Ian, Flex is not for people to go offline. Air (Apollo) is a platform for desktop/online apps, which is probably what you are referring to. Flex is just one of the languages you can use to take advantage of that platform. XHTML/JavaScript being the other.

Flex is like any other platform, it has advantages/disadvantages. If I was building a UI for a web app today, it would definitely be in Flex. (Take a look at those showcase apps, they're bad-ass.)

Thursday, September 20, 2007 11:31:00 AM  
Anonymous John Topley said...

Michael,

Flex has been around since March 2004. Where are the killer apps?

It seems to me that XHTML/CSS/JavaScript are good enough for most web applications, with perhaps a bit of Flash thrown in here and there.

P.S. The allowed tags explanation on this comment form is now in German for some reason and the CAPTCHA seems to be a bit unreliable.

Thursday, September 20, 2007 12:18:00 PM  
Blogger Michael Sica said...

The first version of Flex was (unfortunately) a $12,000 product. Flex 2 compiler was the first one to be offered for free, and Flex 3 will be open source. So the 2004 reference, while true, is a bit mis-leading.

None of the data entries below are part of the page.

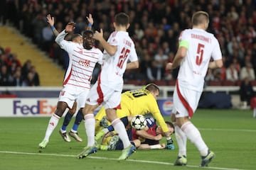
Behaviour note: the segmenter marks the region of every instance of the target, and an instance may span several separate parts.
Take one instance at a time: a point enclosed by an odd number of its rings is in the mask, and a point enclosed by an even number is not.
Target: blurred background
[[[191,28],[191,17],[197,11],[209,13],[208,31],[218,38],[225,63],[221,69],[208,70],[206,91],[220,91],[230,98],[231,106],[235,102],[238,108],[248,108],[256,85],[256,0],[0,1],[1,93],[13,90],[11,86],[61,88],[68,57],[54,41],[47,14],[55,17],[58,31],[74,21],[73,33],[82,34],[87,26],[86,16],[92,13],[93,30],[102,28],[107,39],[114,29],[114,15],[125,12],[130,17],[128,32],[140,62],[139,69],[125,72],[125,89],[154,82],[162,86],[161,97],[170,97],[178,68],[166,72],[165,64],[174,60],[178,35]]]

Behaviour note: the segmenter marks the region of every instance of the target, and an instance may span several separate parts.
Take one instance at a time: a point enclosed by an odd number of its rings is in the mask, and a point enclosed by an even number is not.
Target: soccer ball
[[[141,130],[146,126],[146,120],[143,115],[137,115],[132,118],[131,125],[134,129]]]

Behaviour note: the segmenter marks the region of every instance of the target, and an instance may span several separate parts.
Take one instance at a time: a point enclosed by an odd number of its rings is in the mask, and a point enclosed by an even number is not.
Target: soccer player
[[[100,32],[96,31],[93,36],[105,49],[104,62],[98,79],[92,86],[85,107],[82,110],[87,144],[78,155],[78,159],[97,152],[93,113],[100,104],[105,106],[108,120],[111,122],[124,144],[124,149],[119,159],[127,159],[136,149],[129,140],[123,123],[117,116],[117,109],[120,108],[124,84],[123,74],[126,69],[139,67],[138,56],[134,43],[127,32],[129,26],[129,16],[124,13],[117,13],[113,25],[115,30],[111,33],[107,42],[103,38],[102,29],[100,29]]]
[[[168,132],[168,128],[164,119],[161,114],[156,102],[156,98],[159,95],[159,88],[155,84],[149,84],[144,89],[127,91],[122,94],[121,108],[117,110],[118,118],[129,115],[145,115],[150,113],[159,123],[167,140],[166,149],[174,149],[174,141]],[[100,122],[106,113],[102,108],[95,116],[96,130],[100,129]],[[96,135],[95,139],[102,137],[107,132],[100,131]]]
[[[220,68],[223,64],[218,40],[206,32],[208,24],[209,16],[206,12],[196,12],[192,17],[192,29],[186,29],[181,33],[174,60],[166,66],[166,69],[174,69],[180,65],[174,92],[176,111],[171,115],[172,121],[176,122],[175,134],[178,146],[178,159],[174,165],[187,164],[187,138],[201,155],[201,166],[208,166],[215,157],[199,130],[190,121],[198,107],[208,68]],[[211,57],[213,61],[210,62]]]
[[[82,35],[82,44],[64,40],[71,33],[75,23],[69,23],[65,30],[56,37],[55,42],[65,50],[70,57],[69,67],[63,81],[63,89],[60,92],[59,100],[55,113],[51,116],[45,137],[39,147],[45,148],[53,130],[57,126],[67,108],[72,108],[75,101],[78,108],[82,109],[90,89],[90,79],[97,62],[102,63],[102,52],[94,47],[95,39],[91,30],[85,30]]]
[[[50,26],[50,28],[52,29],[52,31],[54,34],[54,35],[58,36],[58,35],[59,34],[59,33],[58,32],[58,30],[55,29],[55,28],[54,27],[54,18],[51,17],[50,14],[47,15],[46,16],[47,18],[47,22],[49,23],[49,25]],[[89,16],[87,17],[87,21],[88,21],[88,25],[87,27],[87,30],[92,30],[92,26],[93,25],[93,18],[92,16],[92,14],[89,14]],[[72,42],[77,42],[79,44],[82,44],[82,37],[81,35],[80,34],[74,34],[72,36]],[[69,67],[71,67],[71,65],[69,65]],[[78,141],[78,142],[82,142],[82,139],[81,137],[79,137],[78,133],[78,126],[81,122],[81,120],[82,120],[82,112],[80,109],[78,109],[78,113],[75,116],[75,120],[73,124],[73,126],[70,130],[70,132],[68,133],[68,135],[67,134],[67,126],[68,125],[69,123],[71,120],[71,118],[73,117],[73,115],[76,112],[76,108],[77,107],[77,103],[75,101],[74,105],[72,108],[72,109],[70,109],[68,113],[66,113],[65,118],[64,118],[64,121],[63,123],[63,125],[59,131],[61,137],[63,138],[63,140],[66,142],[70,142],[71,140],[69,136],[71,136],[73,137],[74,137],[74,139]]]
[[[137,130],[132,128],[130,122],[133,116],[126,116],[121,120],[127,129],[127,134],[132,143],[139,149],[164,149],[165,144],[159,144],[159,141],[162,139],[166,132],[164,132],[159,125],[156,125],[156,120],[153,118],[146,118],[146,126],[144,130]],[[168,127],[168,133],[169,135],[174,132],[174,126],[170,122],[165,122]],[[122,149],[123,145],[122,141],[119,140],[116,134],[112,132],[114,130],[112,126],[108,126],[108,132],[102,138],[102,144],[100,149],[112,150]]]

The largest example of a killer app is yahoo's mapping solution. It does all the google maps stuff, but the dev team didn't have to have call up the Firefox lead engineer to get their app working.

ConceptShare is a Flash app, which is built on Flex, but is running on the same run time. (Flex compiles to a Flash movie.)

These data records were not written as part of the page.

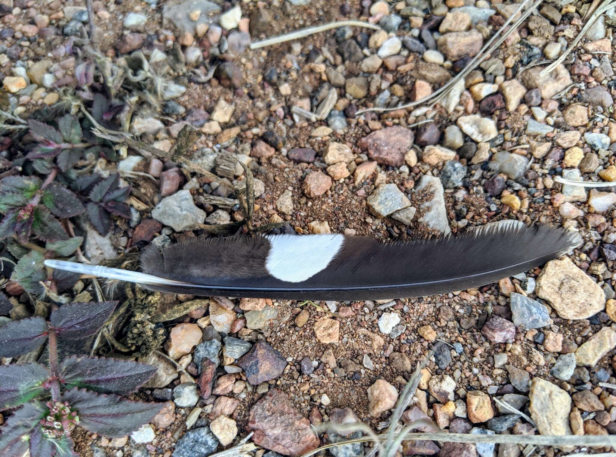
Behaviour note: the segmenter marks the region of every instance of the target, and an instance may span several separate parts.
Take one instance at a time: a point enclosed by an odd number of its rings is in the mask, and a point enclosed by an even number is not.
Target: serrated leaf
[[[65,141],[71,144],[81,142],[83,133],[81,131],[79,119],[76,116],[70,114],[62,116],[58,121],[58,128],[60,129],[60,133],[62,134]]]
[[[81,245],[82,242],[83,242],[83,236],[75,236],[64,241],[47,243],[45,245],[45,249],[54,251],[62,257],[68,257],[77,250],[77,248]]]
[[[54,217],[44,207],[34,208],[34,220],[32,229],[34,234],[43,241],[58,241],[68,239],[68,234],[58,220]]]
[[[33,351],[47,339],[47,323],[41,317],[13,321],[0,327],[0,357],[17,357]]]
[[[96,231],[103,236],[107,236],[111,229],[111,218],[109,213],[97,203],[90,202],[86,205],[87,218]]]
[[[126,203],[109,202],[102,204],[101,206],[111,214],[123,217],[124,219],[131,218],[131,207]]]
[[[58,217],[73,217],[86,210],[77,196],[59,183],[52,183],[43,192],[43,204]]]
[[[34,218],[33,215],[27,216],[25,219],[20,220],[19,213],[17,215],[17,222],[15,225],[15,234],[19,237],[19,239],[23,243],[27,243],[30,238],[30,233],[32,232],[32,224],[34,223]]]
[[[83,149],[79,147],[75,147],[71,149],[63,149],[62,152],[58,154],[55,163],[63,173],[68,171],[73,168],[83,154]]]
[[[162,408],[161,403],[131,401],[114,395],[73,389],[64,400],[77,410],[79,425],[107,437],[120,438],[147,424]]]
[[[6,424],[0,427],[0,455],[22,457],[28,447],[27,438],[23,437],[47,413],[47,408],[40,401],[30,401],[13,413]]]
[[[30,292],[36,293],[41,289],[39,282],[47,279],[44,269],[43,255],[32,250],[24,255],[17,262],[13,270],[11,279],[16,281],[22,287]]]
[[[9,213],[0,222],[0,239],[11,236],[15,233],[15,228],[17,226],[17,210]]]
[[[115,173],[111,175],[100,183],[94,186],[90,192],[90,200],[98,203],[103,201],[105,194],[108,192],[113,192],[118,188],[118,184],[120,181],[120,175]]]
[[[30,127],[30,134],[38,141],[53,141],[55,143],[62,142],[62,136],[60,132],[49,124],[46,124],[37,120],[31,119],[28,121]]]
[[[108,192],[103,198],[103,202],[124,202],[131,193],[131,186],[118,187],[115,191]]]
[[[101,393],[124,395],[153,376],[156,369],[139,362],[103,357],[73,356],[60,365],[60,377],[67,389],[84,387]]]
[[[117,305],[117,302],[63,305],[52,311],[49,321],[62,338],[80,340],[98,332]]]
[[[0,411],[30,401],[45,391],[49,371],[39,363],[0,365]]]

Looking through the featured showcase apps on flex.org, I noticed a lot of small software shops getting on the Flex development. It's not needed for every solution, but once you've got a toolkit like that you can build almost any experience you can dream up.

Thursday, September 20, 2007 12:59:00 PM  
Blogger Michael Sica said...

Oops, I meant to say, "ConceptShare is a Flash app, which is NOT built on Flex, ...."

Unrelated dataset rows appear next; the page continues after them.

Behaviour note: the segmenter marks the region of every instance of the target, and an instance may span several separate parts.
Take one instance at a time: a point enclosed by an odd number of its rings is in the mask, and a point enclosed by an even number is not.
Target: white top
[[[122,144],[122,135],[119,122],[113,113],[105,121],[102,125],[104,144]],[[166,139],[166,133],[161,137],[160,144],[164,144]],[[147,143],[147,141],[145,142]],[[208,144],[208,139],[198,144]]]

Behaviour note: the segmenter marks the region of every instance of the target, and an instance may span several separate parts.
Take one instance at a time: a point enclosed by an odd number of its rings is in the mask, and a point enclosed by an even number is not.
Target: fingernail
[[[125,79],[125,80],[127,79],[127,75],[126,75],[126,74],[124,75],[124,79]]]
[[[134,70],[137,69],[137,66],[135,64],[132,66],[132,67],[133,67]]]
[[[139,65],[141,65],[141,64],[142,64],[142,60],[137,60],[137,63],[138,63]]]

Saturday, September 22, 2007 5:00:00 AM  
Anonymous Chris Kohlhardt said...

Hey Michael,

I think quitting your day job and focusing on Pudding full time may be the only way to go.

When you're self-funded, and your startup is your only means to make some money, you end up fighting for survival in a way that you don't when you have a nice cushy day job. In other words, when you HAVE to succeed, good things happen.

You also need a healthy dose of smarts, luck, and a supportive team.

The good news is that you learned a lot, right? And lucky for you, the financial risk was minimal.

Lastly, without funding, it's going to be pretty hard to catch up to your competitors any time soon. You might be able to compete in a niche by solving a VERY specific problem better than your competitors.... but even that is pretty risky at this point.

Good luck with whatever you do!

-chrisk (gliffy)

Sunday, September 23, 2007 10:59:00 PM  
Blogger Michael Sica said...

Hi Chris,

Thanks for the advice (again ;)).

I definitely learned a lot! I haven't made a firm decision on Pudding quite yet. I'll probably have an official announcement up in the next couple of weeks.